La noche nos trajo a uno de los platos fuertes del festival: Love of Lesbian. Los de Santi Balmes ofrecieron un concierto arrollador, un recorrido por su extensa discografía que hizo vibrar a las miles de almas congregadas. No faltaron temas de su aclamado «V.E.H.N. (Viaje Épico Hacia la Nada)» ni clásicos imprescindibles. Tras ellos, el talento gallego de Carlos Ares se hizo un hueco con su propuesta fresca. Dani Fernández demostró por qué es una de las voces más importantes del pop-rock actual, con una actuación cargada de fuerza y emoción, mientras que poco después, en el Cutty Sark sonaban los ritmos urbanos de Dollar Selmouni.
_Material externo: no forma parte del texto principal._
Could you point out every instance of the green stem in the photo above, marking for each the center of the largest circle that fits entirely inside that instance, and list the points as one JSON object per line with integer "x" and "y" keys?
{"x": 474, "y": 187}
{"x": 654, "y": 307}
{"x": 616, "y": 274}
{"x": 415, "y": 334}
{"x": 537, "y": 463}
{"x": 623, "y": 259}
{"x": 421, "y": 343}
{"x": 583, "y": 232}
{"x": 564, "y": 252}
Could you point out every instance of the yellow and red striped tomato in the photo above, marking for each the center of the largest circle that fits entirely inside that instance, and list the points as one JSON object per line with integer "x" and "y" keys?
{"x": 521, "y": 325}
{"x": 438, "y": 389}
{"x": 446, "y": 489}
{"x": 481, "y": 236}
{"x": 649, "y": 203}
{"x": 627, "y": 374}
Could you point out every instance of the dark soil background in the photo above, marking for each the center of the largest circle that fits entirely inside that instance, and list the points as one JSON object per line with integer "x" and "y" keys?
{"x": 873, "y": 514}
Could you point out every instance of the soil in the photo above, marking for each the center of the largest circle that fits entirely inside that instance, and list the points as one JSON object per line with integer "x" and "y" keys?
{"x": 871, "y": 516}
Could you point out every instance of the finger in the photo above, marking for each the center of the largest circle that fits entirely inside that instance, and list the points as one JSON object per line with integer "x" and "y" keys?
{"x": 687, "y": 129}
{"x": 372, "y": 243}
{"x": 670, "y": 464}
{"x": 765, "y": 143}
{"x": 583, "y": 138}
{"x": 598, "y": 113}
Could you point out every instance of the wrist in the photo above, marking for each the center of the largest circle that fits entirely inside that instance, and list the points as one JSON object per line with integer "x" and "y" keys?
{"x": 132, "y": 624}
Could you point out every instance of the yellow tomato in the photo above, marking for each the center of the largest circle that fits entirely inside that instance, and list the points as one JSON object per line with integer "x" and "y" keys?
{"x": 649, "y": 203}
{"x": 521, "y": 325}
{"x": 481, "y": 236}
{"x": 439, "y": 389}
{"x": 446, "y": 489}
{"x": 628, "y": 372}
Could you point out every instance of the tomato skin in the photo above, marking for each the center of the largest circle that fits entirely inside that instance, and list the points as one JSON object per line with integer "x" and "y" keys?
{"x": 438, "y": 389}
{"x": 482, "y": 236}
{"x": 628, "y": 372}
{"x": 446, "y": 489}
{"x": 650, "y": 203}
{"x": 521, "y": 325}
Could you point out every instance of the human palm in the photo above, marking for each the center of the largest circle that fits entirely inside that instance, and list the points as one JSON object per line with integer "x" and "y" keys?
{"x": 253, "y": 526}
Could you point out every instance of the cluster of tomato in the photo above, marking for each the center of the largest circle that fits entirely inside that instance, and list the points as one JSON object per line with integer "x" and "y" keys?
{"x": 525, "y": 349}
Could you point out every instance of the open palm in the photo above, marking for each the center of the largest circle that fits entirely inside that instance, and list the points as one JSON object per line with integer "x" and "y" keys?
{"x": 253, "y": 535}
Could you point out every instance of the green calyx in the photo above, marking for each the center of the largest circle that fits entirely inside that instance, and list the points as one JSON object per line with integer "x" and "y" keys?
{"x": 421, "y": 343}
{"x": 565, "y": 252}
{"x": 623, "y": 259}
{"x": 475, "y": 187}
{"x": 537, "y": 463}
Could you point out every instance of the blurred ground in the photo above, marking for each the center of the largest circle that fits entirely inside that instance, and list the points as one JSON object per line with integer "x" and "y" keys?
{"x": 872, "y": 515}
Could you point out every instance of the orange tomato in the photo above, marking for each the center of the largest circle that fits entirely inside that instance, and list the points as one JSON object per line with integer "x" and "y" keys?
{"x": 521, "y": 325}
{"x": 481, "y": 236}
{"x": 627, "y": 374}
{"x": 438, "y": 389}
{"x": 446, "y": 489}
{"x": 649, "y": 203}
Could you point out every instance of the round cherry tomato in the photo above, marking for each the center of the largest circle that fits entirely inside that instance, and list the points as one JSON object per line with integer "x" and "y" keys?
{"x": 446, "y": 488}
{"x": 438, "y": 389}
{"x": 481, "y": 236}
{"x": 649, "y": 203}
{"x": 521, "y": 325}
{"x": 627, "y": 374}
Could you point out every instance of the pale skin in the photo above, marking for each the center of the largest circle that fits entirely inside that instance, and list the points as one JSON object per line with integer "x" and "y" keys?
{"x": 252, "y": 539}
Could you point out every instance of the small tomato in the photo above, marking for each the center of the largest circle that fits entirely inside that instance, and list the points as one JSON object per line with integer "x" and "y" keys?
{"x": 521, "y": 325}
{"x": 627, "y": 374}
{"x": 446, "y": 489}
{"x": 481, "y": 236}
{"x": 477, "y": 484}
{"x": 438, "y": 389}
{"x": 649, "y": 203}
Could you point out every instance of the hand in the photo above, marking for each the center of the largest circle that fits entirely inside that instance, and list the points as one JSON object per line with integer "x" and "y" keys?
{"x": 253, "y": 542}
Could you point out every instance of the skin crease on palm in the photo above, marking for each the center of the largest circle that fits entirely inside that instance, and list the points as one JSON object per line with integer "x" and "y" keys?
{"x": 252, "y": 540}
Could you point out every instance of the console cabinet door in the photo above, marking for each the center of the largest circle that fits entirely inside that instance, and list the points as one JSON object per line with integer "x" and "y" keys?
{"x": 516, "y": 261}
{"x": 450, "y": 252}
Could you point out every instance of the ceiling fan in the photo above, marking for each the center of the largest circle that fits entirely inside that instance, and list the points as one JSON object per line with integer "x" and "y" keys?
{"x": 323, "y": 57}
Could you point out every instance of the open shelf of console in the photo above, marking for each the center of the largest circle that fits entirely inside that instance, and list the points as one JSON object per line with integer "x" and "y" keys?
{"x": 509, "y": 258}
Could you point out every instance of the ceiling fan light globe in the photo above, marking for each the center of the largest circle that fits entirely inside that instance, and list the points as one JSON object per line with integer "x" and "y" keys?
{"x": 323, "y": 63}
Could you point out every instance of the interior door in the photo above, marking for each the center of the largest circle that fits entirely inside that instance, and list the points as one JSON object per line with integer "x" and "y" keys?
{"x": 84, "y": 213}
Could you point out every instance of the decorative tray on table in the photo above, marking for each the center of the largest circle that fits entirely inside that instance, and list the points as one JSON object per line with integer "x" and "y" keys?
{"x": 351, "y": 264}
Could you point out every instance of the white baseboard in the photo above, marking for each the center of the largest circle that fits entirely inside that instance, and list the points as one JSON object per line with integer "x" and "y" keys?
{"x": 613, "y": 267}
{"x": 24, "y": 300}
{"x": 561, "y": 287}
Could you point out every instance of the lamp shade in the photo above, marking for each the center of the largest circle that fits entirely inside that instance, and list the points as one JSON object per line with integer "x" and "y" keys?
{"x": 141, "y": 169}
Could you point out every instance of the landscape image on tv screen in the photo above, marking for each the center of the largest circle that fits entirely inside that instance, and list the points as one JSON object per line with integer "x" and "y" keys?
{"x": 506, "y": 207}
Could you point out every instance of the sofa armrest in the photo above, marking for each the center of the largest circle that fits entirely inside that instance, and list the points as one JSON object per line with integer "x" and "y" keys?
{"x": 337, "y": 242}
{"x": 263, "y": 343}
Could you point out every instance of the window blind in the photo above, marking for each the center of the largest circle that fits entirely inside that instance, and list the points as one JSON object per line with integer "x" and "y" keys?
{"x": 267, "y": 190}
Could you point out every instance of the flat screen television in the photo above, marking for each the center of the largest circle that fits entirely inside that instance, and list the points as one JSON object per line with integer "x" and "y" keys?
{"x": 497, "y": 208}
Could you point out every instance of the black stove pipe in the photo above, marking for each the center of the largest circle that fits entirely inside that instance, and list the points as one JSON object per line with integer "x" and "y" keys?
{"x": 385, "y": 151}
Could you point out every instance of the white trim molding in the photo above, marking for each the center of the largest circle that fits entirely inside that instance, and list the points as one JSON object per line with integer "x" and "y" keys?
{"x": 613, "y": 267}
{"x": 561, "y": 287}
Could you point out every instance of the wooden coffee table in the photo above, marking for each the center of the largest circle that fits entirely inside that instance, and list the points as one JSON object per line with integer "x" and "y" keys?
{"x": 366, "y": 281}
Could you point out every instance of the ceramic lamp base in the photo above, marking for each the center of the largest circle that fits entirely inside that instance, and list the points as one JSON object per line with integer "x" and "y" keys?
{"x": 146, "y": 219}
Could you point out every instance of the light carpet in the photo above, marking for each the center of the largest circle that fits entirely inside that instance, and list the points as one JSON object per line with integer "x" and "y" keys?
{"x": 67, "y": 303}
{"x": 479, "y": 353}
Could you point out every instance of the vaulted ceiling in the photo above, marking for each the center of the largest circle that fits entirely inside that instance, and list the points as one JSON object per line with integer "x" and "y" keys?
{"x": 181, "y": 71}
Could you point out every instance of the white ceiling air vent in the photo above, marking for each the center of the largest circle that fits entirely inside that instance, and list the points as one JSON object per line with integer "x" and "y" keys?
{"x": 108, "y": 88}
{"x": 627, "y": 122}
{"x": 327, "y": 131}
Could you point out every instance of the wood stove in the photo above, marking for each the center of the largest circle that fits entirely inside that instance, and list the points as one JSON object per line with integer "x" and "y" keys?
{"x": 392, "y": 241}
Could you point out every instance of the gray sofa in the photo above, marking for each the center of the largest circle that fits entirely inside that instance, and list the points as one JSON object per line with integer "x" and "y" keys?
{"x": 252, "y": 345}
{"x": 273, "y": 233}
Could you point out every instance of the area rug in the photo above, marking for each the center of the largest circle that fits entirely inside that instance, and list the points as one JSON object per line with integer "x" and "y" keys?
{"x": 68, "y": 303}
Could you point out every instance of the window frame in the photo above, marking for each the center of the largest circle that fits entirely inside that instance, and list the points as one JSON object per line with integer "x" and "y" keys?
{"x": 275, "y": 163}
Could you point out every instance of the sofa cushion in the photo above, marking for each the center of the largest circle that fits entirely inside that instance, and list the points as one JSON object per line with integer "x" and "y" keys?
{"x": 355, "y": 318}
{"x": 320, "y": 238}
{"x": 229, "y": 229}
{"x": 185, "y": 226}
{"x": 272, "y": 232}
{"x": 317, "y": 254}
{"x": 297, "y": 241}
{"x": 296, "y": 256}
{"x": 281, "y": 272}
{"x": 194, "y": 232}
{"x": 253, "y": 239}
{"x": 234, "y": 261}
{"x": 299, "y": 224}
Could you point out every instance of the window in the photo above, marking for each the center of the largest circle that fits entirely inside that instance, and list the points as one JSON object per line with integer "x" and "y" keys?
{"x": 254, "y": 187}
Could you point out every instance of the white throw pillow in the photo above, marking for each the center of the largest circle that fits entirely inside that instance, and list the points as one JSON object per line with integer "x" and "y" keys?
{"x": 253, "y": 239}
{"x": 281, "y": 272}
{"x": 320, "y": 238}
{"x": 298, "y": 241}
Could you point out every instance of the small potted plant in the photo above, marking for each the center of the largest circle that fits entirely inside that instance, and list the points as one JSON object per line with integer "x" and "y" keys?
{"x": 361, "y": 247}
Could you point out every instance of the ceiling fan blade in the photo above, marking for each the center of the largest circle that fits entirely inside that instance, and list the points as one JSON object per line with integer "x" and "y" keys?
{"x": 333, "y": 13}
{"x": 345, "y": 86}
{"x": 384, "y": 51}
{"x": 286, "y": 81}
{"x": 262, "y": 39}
Pero la energía no decayó con la llegada de la madrugada. El punto álgido de la noche para los más enérgicos llegó con Niña Polaca. Los madrileños, con su descaro y su sonido a caballo entre el garaje y el indie rock, desataron la locura. Desde los primeros acordes de Nora hasta el estallido final con Travieso, el público se entregó a una vorágine de saltos y empujones. Los pogos se sucedían uno tras otro, convirtiendo las primeras filas en una marea humana. La noche la cerró la sesión de Kike Varela, dejando al público con ganas de más.




El sábado amaneció con un sol radiante, preludio de una jornada que prometía ser épica. Los primeros en sonar fueron Aloe Perra y la banda Chicle, dando paso al pop-rock de los asturianos Marlon, quienes congregaron a un gran número de fans en el escenario principal. Por el escenario secundario pasaron la electrónica de Músculo! y las melodías pop de Merino.
La expectación crecía ante la llegada de Zahara. La artista de Úbeda ofreció un espectáculo magnético y lleno de matices, defendiendo las canciones de su repertorio con una intensidad que cautivó a todos los presentes. Poco después, Melendi, como gran cabeza de cartel, congregó a la multitud más grande del fin de semana, repasando sus grandes éxitos en un concierto que fue pura celebración.
El talento gallego tuvo un protagonismo especial, y la prueba de fuego llegó bien entrada la noche en el Escenario Cutty Sark. The Rapants jugaron en casa y se notó. La banda de Muros ofreció un directo incendiario, una explosión de surf-rock y garage que hizo temblar los cimientos del festival. Su energía contagiosa se apoderó del público, que no tardó en responder con pogos salvajes y cánticos a pleno pulmón.
La traca final en el escenario principal corrió a cargo de Carolina Durante. La banda madrileña, fiel a su estilo, ofreció un concierto contundente y sin concesiones, repasando himnos como Cayetano o Joder, no sé. Justo después, el rock visceral de Alcalá Norte tomó el escenario secundario, demostrando por qué son una de las bandas revelación del año. Para cerrar la noche y el festival, la sesión de Elyella transformó el recinto en una gigantesca pista de baile, poniendo el broche de oro a dos días inolvidables de música en directo.



El Caudal Fest 2025 se despide dejando un reguero de momentos imborrables, confirmándose como una cita imprescindible en el calendario festivalero. Ya contamos los días para volver a sentir el rugido del Miño en 2026.